Multimedia networking applications benefit from the rapid development of encoding/compression techniques multimedia data sources, effective Quality of Service (QoS) management mechanisms and Quality of Experience (QoE) criteria for system optimization. This special issue aims to expose the readership to the latest research results on multimedia networking issues for electronic commerce systems.

The special issue is composed of three referred papers covering such topics as electronic souvenir appification (for smartphones and tablets), variable video coding for peer-to-peer (P2P) streaming, and effective P2P Internet Protocol television (IPTV) digital rights management architectures. The issue sets out to demonstrate pioneer work in this field, investigate novel solutions and methods for services design and discuss future trends in this field.

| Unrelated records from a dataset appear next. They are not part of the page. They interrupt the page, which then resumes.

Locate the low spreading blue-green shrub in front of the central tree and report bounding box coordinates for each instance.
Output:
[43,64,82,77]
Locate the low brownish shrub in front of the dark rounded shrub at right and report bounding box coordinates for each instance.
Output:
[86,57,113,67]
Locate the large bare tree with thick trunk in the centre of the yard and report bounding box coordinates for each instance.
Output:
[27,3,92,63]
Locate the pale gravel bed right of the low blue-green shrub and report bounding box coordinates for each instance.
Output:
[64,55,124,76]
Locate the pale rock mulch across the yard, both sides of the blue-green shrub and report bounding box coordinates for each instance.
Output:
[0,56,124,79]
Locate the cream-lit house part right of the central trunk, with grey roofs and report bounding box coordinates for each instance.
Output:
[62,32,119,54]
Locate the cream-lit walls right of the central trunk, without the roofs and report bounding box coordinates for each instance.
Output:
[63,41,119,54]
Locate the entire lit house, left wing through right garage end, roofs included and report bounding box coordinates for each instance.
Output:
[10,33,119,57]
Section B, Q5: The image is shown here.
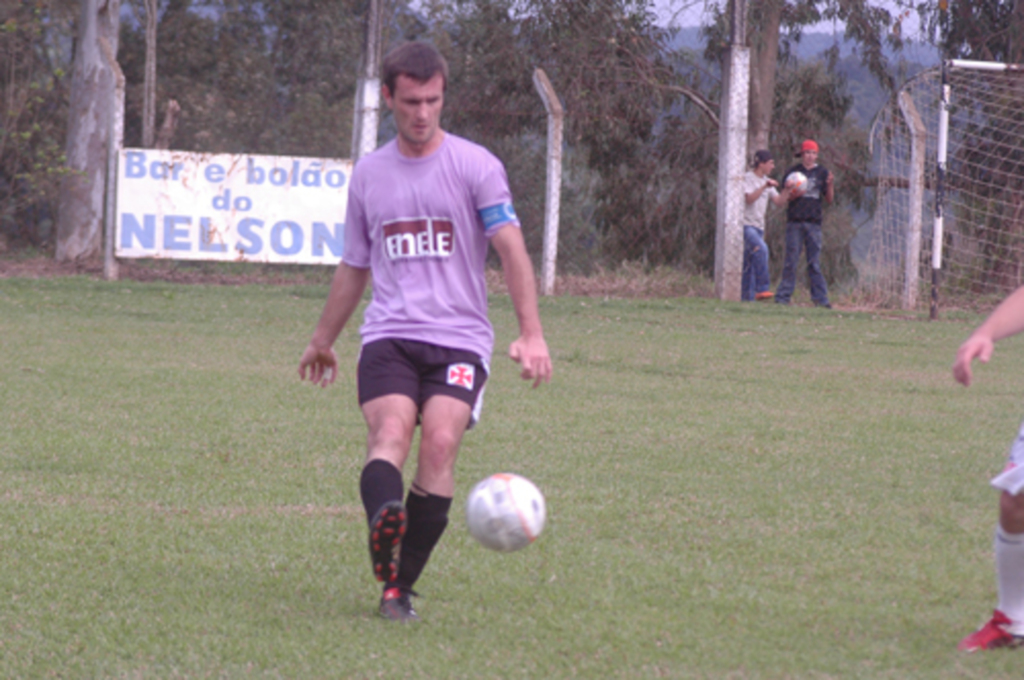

2 The papers in this special issue

Recently, Appification has been introduced to describe the rapidly widening shift from web browsing to the usage of smartphone applications for Internet-based information access and e-services consumption. The first paper, “E-souvenir Appification: QoS Web based Media Delivery for Museum Apps” by Evangelos Sakkopoulos, Mersini Paschou, Yannis Panagis, Dimitris Kanellopoulos, Georgios Eftaxias and Athanasios Tsakalidis, presents a solution that introduces e-souvenir (digital souvenir) by extending the appification of e-shopping and shopping (non electronic) souvenirs while visiting cultural sights (e.g. museums, exhibitions etc). The proposed smartphone app increases a user’s involvement in order to personalize the App with his/her choices while sightseeing, and thus it forms an electronic souvenir. The proposed approach introduces intelligent QoS enabled features to the cultural smartphone App to improve the user’s experience. In addition, the authors facilitate efficient QoS-based media delivery for the e-souvenir solution in order to make it efficient to operate under heavy network traffic load and best-effort Internet-based connections.

The second paper, “How Variable Bitrate Video Formats Can Help P2P Streaming Boost its Reliability and Scale” by Marat Zhanikeev, analyzes and compares performance among several P2P methods using simulation tools. Further, it presents a P2P delivery model that allows video content providers to run services globally without procuring local facilities in several countries. The paper also discusses the application of the proposed model in electronic commerce.

Currently, IPTV services are deployed in a P2P architecture to achieve scalability. In the light of this situation, the intellectual property rights of valuable IPTV content distributed over P2P networks must be considered. Definitely, an important issue is to effectively apply Digital Rights Management (DRM) for P2P IPTV services. The third paper, “A Cost-Effective Key Distribution of P2P IPTV DRM over Opportunistic Multicast Overlay for e-Commerce Systems” by Ray-I Chang, Tsao-Ta Wei, and Chia-Hui Wang, presents an effective P2P IPTV DRM architecture for e-Commerce systems. The proposed architecture is based on the standards from the open mobile alliance (OMA). In addition, the authors propose a cost-effective key distribution mechanism with leverage between DRM protection strength and system/network load. The proposed mechanism can improve DRM frameworks for P2P IPTV applications in e-Commerce systems on the opportunistic multicast overlay to overcome peer churn arising from leaving and joining peers.